Des adolescents disparus sur Facebook
Les réseaux sociaux les plus utilisés chez les jeunes en Suisse sont Instagram (81%) et Snapchat (76%), mais TikTok est aussi globalement en hausse : la plateforme est utilisée par 67% des jeunes contre 8% en 2018. people, ont pratiquement disparu de Facebook : seulement 5% l’utilisent quotidiennement ou plusieurs fois par semaine. En 2014, la proportion était de 79 %.
Consommation et production éphémères
Que consomment les jeunes sur les réseaux sociaux ? La recherche tente également de répondre à cette question. Eh bien, les jeunes entre 12 et 19 ans les utilisent principalement « pour regarder et aimer les publications d’autres personnes ou pour écrire des messages personnels via le chat ». Les jeunes publient donc beaucoup moins fréquemment et s’ils le font, « il est plus probable qu’il s’agisse d »histoires’ ou d »instantanés’ éphémères. De plus, 97 % des personnes interrogées ont déclaré utiliser WhatsApp pour communiquer.
Près de deux filles sur trois sont agressées sexuellement
La recherche a également révélé certaines ombres concernant l’utilisation des médias sociaux chez les jeunes. Les insultes en ligne ont augmenté ces dernières années, et le harcèlement sexuel et le cyberharcèlement sont également en hausse : presque un jeune sur deux a été harcelé sexuellement en ligne au moins une fois.
Les filles sont aussi beaucoup plus susceptibles d’être victimes de ces comportements : 60 % contre 33 % des garçons. La moitié des adolescents qui ont été agressés ont déclaré avoir été encouragés par un inconnu à envoyer des photos érotiques.
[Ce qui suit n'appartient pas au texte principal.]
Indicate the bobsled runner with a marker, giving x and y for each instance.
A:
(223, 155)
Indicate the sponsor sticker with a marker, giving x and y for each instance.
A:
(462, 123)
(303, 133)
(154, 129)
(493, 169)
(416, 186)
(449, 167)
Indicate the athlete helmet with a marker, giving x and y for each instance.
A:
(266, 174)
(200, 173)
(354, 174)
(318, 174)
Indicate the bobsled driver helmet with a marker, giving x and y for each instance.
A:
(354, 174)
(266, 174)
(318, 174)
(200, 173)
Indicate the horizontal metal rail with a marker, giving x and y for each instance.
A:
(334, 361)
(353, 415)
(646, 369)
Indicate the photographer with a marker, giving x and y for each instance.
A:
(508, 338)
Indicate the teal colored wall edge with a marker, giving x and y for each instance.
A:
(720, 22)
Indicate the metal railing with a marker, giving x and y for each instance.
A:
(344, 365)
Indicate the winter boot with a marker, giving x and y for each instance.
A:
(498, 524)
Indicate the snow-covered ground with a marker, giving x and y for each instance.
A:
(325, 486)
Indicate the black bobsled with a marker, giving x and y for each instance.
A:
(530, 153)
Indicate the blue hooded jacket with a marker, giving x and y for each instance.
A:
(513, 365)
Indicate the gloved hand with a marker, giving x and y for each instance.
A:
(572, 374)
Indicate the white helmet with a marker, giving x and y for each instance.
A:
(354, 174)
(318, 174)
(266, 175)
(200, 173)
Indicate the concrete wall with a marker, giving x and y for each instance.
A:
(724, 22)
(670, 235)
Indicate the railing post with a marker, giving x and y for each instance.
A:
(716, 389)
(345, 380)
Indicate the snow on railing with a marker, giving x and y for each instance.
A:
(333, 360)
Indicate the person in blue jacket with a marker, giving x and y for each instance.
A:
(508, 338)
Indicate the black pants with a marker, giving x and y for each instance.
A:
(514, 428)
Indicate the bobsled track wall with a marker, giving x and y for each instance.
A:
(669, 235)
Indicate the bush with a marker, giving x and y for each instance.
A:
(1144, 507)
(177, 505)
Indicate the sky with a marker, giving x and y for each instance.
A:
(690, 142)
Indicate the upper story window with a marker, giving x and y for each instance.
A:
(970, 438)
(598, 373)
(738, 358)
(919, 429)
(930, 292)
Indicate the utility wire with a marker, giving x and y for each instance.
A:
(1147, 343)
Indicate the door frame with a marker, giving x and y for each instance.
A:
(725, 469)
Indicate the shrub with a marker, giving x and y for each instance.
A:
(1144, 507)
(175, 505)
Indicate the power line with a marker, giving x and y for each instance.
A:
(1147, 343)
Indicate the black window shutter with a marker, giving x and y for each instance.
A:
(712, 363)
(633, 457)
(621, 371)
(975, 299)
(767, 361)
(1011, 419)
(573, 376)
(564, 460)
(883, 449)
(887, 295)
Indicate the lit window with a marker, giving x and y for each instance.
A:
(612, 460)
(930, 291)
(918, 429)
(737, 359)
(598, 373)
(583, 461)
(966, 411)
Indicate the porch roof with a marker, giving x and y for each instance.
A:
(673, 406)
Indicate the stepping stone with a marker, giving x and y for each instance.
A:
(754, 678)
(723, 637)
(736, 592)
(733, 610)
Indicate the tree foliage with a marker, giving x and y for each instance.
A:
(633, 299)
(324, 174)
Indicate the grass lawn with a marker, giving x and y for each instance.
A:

L’éducation et le rôle des parents
Les chercheurs du ZHAW doivent intervenir de toute urgence, car ces épisodes surviennent à un stade très délicat du développement personnel et sexuel. Il faut donc « mettre en place un large éventail de mesures et d’offres médio-éducatives pour apprendre à se défendre sur Internet ».
Les parents doivent aussi faire leur part : Michael Albon, responsable de la protection de la jeunesse, est cité comme disant dans le communiqué qu’ils s’intéressent davantage au problème et accompagnent leurs enfants sur Internet.
De manière générale, selon la conclusion de l’étude, les jeunes sont de plus en plus négligents lorsqu’il s’agit de protéger leur vie privée sur Internet. Si il y a dix ans 84% déclaraient avoir activé les paramètres correspondants dans les réseaux sociaux, aujourd’hui seulement 60% le font. Cependant, les adolescents semblent être devenus plus discrets sur les informations personnelles qu’ils publient, mais leur peur des fuites d’informations personnelles en ligne a diminué au fil des ans.